It's a big mistake thinking that every new emerging economy has to go through
the same industrialization steps in the same way as the last one.

------
jkic47
This device will allow people to lower the information differential between
city dwellers and villagers, allowing them to negotiate better prices for
their goods/services. This prototype is a great first step - let's see how
users value the final version.

------
pacemkr
I know its $35 and all, but we have to contemplate the fact that it's running
a 366 MHz processor, and that used be enough to do all sorts of things.

I look at this device and think of the many levels of failed abstractions this
poor CPU chews through every time you tap the screen.

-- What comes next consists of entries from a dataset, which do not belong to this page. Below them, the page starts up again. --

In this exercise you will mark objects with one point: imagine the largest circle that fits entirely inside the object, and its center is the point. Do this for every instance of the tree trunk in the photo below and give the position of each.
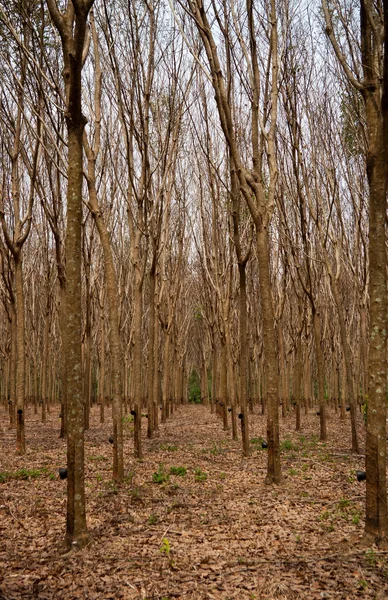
(271, 363)
(20, 364)
(243, 356)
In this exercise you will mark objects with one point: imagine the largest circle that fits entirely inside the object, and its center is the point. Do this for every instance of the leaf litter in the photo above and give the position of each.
(205, 527)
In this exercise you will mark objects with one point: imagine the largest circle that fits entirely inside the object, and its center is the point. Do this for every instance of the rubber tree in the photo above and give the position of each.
(72, 28)
(369, 76)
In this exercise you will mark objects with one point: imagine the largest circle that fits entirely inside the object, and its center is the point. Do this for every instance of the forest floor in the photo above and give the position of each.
(210, 529)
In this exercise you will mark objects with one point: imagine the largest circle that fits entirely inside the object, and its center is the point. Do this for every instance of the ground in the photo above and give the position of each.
(193, 519)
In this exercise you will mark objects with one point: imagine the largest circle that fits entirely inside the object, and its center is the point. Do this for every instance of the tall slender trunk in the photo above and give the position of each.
(321, 375)
(76, 530)
(151, 352)
(137, 360)
(20, 365)
(271, 363)
(243, 356)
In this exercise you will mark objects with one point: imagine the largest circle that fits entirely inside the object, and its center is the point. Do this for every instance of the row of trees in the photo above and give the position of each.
(190, 186)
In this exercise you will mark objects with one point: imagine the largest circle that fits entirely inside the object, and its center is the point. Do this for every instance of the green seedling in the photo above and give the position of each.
(160, 476)
(286, 445)
(166, 547)
(169, 448)
(370, 556)
(200, 475)
(152, 519)
(180, 471)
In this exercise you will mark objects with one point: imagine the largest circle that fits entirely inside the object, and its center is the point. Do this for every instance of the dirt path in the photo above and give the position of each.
(193, 519)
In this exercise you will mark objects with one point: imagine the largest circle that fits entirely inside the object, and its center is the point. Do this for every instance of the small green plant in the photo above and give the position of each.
(370, 556)
(152, 519)
(112, 486)
(200, 475)
(286, 445)
(166, 547)
(343, 503)
(160, 476)
(363, 584)
(23, 474)
(256, 440)
(129, 477)
(127, 420)
(180, 471)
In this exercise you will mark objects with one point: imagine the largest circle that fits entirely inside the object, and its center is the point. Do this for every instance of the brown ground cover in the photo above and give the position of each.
(193, 519)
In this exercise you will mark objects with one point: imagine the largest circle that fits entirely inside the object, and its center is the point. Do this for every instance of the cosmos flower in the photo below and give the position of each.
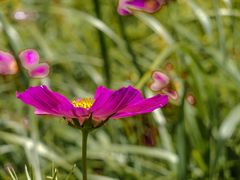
(8, 64)
(126, 7)
(114, 104)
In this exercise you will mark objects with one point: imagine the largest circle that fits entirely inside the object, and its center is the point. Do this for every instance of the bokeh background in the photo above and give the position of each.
(88, 44)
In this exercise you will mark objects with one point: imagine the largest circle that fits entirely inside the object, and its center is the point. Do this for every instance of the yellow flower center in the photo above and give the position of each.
(83, 102)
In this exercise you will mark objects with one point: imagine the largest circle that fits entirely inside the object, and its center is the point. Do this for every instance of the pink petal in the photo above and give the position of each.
(142, 107)
(39, 71)
(171, 93)
(125, 6)
(160, 81)
(114, 102)
(152, 6)
(48, 102)
(8, 64)
(29, 58)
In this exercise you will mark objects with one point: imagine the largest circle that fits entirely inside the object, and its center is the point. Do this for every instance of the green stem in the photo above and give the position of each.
(103, 46)
(84, 154)
(129, 47)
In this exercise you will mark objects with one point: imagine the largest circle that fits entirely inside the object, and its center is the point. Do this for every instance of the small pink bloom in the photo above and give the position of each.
(30, 61)
(161, 82)
(29, 58)
(8, 64)
(39, 71)
(114, 104)
(126, 7)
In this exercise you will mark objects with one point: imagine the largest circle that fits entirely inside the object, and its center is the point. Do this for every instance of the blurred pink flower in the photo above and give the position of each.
(161, 82)
(30, 61)
(114, 104)
(8, 64)
(126, 7)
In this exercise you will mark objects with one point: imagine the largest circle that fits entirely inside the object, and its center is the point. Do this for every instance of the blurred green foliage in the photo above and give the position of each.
(196, 42)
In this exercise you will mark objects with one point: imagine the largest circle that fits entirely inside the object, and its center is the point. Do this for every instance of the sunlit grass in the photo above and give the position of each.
(184, 141)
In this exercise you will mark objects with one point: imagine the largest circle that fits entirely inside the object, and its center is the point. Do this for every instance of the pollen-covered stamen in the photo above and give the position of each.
(83, 102)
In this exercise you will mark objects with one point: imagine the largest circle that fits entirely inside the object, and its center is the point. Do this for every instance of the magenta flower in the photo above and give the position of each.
(8, 64)
(126, 7)
(114, 104)
(30, 61)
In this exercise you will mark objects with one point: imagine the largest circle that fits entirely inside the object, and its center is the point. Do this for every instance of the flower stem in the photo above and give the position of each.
(84, 154)
(103, 46)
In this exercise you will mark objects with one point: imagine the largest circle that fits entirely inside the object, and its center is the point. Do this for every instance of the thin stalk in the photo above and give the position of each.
(104, 52)
(84, 154)
(220, 27)
(129, 47)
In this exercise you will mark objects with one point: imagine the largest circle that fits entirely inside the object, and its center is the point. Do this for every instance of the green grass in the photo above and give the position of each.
(181, 141)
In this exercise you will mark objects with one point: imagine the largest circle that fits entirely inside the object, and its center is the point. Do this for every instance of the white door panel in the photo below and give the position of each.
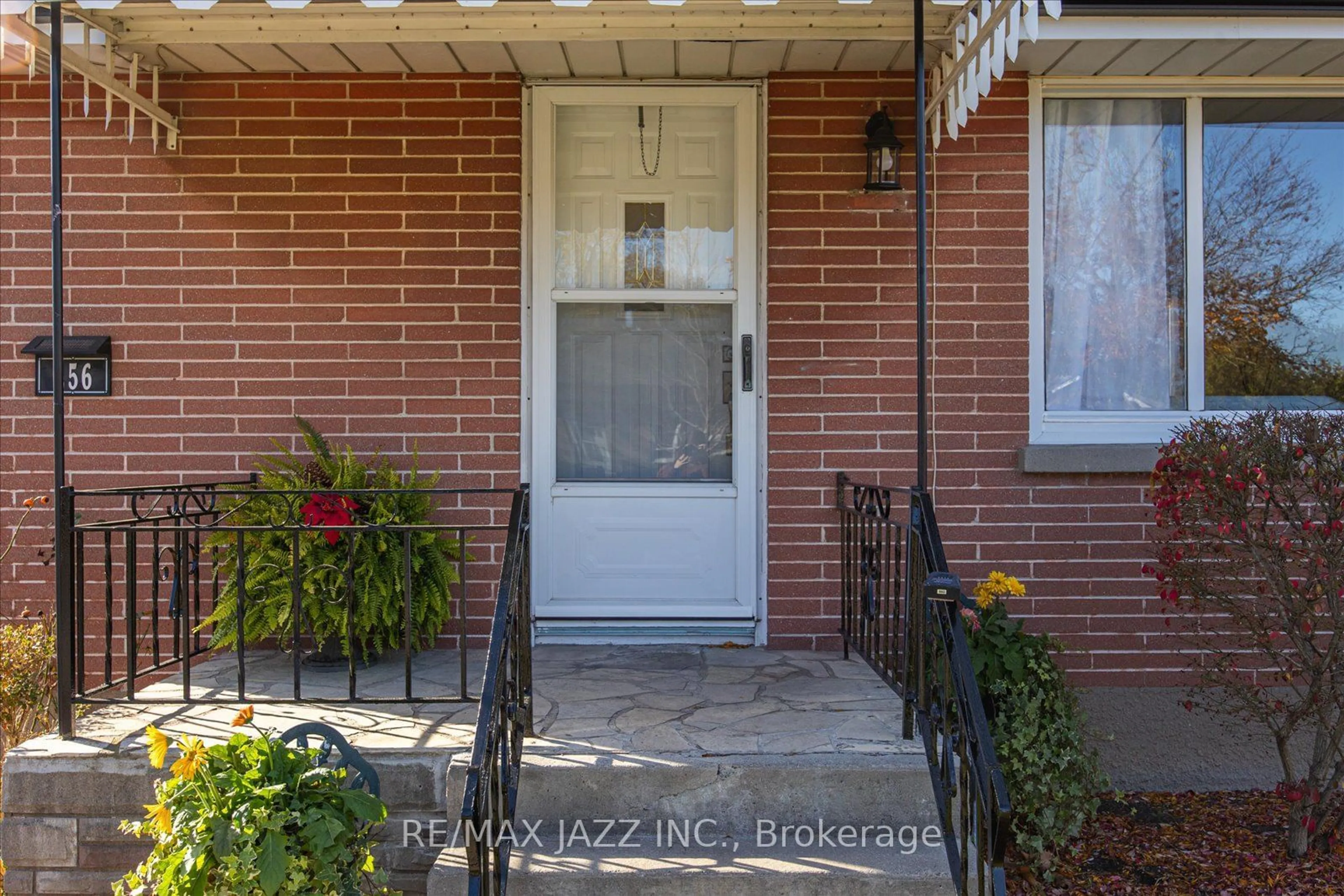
(644, 448)
(622, 552)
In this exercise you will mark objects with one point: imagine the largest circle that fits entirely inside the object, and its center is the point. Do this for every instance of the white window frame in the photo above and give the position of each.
(1120, 428)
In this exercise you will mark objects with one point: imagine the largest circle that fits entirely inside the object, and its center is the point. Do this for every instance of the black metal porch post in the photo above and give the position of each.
(62, 547)
(921, 261)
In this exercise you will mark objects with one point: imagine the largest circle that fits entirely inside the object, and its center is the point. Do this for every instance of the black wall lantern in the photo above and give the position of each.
(883, 152)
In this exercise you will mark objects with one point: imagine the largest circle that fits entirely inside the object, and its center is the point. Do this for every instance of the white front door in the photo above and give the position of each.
(644, 375)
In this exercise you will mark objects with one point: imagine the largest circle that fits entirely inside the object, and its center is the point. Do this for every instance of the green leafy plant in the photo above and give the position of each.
(1054, 777)
(327, 496)
(253, 817)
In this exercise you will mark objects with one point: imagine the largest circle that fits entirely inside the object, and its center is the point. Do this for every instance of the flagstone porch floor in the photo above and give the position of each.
(666, 699)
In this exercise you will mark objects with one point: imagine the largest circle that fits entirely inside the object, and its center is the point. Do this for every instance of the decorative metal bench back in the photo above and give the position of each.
(359, 774)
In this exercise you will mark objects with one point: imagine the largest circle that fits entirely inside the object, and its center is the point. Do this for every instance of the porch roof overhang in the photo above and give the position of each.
(702, 40)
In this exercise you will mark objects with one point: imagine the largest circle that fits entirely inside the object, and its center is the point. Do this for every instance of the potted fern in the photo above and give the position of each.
(326, 492)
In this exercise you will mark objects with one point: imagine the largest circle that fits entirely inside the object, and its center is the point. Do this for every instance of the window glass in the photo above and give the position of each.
(644, 207)
(1115, 257)
(1273, 253)
(644, 391)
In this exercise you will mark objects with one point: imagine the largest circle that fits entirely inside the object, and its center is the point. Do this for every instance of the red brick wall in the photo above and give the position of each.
(342, 248)
(842, 383)
(347, 248)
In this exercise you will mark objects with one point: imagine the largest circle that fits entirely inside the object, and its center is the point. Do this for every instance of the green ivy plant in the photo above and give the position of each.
(253, 817)
(374, 559)
(1054, 776)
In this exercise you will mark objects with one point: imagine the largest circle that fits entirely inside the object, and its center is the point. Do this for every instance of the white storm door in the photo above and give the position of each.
(644, 283)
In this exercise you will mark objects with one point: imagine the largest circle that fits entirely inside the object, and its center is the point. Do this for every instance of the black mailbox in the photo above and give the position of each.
(943, 586)
(88, 365)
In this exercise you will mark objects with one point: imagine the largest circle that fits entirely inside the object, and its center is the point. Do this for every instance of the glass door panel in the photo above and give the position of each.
(644, 207)
(644, 391)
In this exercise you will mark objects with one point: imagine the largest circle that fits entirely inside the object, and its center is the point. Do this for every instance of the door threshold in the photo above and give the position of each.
(705, 632)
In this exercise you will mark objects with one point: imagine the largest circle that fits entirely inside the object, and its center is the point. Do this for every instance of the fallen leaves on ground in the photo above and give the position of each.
(1191, 844)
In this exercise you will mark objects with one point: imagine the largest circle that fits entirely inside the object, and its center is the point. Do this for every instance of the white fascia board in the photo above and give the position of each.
(1194, 29)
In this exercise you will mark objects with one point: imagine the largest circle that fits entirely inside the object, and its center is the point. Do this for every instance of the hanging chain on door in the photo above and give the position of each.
(658, 152)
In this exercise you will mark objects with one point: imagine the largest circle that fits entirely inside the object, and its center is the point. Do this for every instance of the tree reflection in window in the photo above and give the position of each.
(1273, 253)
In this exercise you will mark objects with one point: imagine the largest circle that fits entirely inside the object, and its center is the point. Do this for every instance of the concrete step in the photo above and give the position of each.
(736, 792)
(768, 824)
(714, 872)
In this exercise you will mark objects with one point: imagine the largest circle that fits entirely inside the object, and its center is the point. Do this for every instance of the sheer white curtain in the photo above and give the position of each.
(1113, 257)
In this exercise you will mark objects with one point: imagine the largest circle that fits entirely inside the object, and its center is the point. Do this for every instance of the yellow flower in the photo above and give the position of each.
(158, 746)
(193, 758)
(160, 816)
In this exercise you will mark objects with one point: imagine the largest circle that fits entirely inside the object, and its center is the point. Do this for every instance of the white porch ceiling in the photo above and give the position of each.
(753, 58)
(553, 58)
(702, 40)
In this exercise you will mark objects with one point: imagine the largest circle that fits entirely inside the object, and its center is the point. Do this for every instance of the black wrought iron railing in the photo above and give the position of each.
(901, 612)
(490, 797)
(150, 567)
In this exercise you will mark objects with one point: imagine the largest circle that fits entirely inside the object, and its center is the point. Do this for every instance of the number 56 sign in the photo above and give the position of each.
(84, 377)
(86, 366)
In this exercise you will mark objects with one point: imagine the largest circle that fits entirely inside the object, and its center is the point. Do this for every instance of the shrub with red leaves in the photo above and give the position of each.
(1251, 558)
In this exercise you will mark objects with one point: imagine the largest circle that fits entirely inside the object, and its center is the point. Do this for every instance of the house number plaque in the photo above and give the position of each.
(84, 377)
(88, 365)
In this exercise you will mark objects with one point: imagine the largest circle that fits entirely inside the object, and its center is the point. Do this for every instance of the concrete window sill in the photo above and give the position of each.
(1088, 459)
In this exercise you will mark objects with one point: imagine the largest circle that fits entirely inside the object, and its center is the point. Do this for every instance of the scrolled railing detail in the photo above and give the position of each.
(146, 576)
(918, 647)
(490, 796)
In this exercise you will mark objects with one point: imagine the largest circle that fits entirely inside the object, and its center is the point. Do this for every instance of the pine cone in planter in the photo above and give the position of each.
(316, 476)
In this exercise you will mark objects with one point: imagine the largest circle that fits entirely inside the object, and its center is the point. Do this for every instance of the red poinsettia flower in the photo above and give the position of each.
(330, 510)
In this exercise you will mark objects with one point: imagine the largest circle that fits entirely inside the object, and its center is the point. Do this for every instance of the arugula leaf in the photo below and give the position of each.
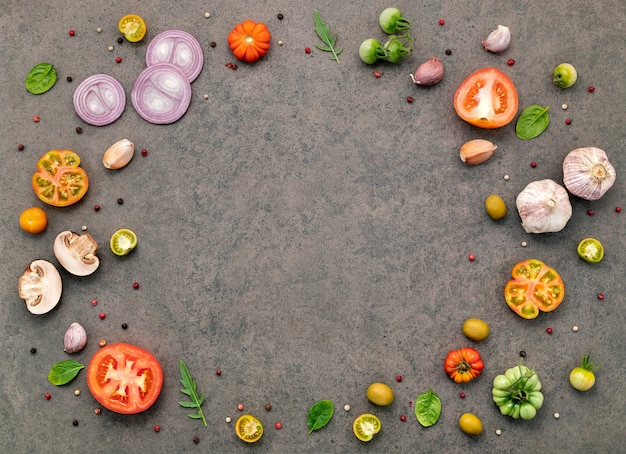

Something is terribly wrong here. Not with this device in particular. With our
abstracting complexities to create more complexities; wasting cycles away.
Sometimes I feel like throwing it all out the window and just making the
machine do what I need.

------
Cherian_Abraham
Imagine what this would do to the PC sales in India? PC Sales were at 4.68
million in 2010 and it was expected to go up 22% in 2011. A significant chunk
of those potential customers will opt for a far cheaper and mobile Aakash now.
Ofcourse, there will still be some who will opt for a PC (as Aakash does not
put a significant dent in their wallets), but the Tablet does it for a lot of
people, with out having to worry about support, viruses etc.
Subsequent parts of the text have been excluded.